I just traded in about a dozen pipes. My cost outlay on the lot was probably about $3,000.00 new over the years. I got a decent credit from a retailer and my selection of replacement pipes was 2 Castellos. Very literally, I had a moment smoking one of these pipes (that I paid over 400 dollars for, so this isn't a "expensive = better") and I realized that I hated the pipe. It gurgled no matter what, spat hot horrible juice out the stem. And this is after drying some tobacco and carefully packing and smoking for about a 1/2 hour. (I took the same tobacco, undried, rammed it into a reliable Radice and had a perfect smoke, no fuss, no gurgle, no juice). So ... that first pipe isn't working for me. Could someone else love it?
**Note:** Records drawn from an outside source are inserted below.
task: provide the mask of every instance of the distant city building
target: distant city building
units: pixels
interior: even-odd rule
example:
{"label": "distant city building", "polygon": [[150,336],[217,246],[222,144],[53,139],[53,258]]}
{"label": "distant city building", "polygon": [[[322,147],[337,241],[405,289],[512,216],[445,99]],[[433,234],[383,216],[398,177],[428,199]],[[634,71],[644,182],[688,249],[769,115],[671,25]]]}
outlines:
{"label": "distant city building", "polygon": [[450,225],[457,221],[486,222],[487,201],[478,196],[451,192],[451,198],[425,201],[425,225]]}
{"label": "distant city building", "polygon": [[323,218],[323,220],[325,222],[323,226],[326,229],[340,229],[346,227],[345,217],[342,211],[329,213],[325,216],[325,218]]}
Maybe. I don't care. Whether this is objective or not, that pipe smoked like a dog turd for me. I have 3 Castellos, they all smoke perfect, every time. So... I bought more.
How could a Castello smoke better than some other pipe? Well, open the suckers up. What you find is that Castellos have very smooth airways, pretty much constant volume, no huge gaps inside, they pass a pipe cleaner (which merely means that things are lined up reasonably well). There is very little turbulence inside the pipe as you smoke, meaning very little condensation. The stems are acrylic so they never taste "off" (and some of us can turn a vulcanite stem brown in 2 minutes and get a sulphur taste out of them).
So there it is. I'll pay 300 bucks for a pipe that is built in a way that I agree with, that smokes nicely and behaves well with every tobacco I use. It's not magic briar, it's not some stupid gimmicky apparatus, it's just a carefully built pipe, and it out-performs less carefully built pipes. Nothing to do with the stamping or provenance. Just physics.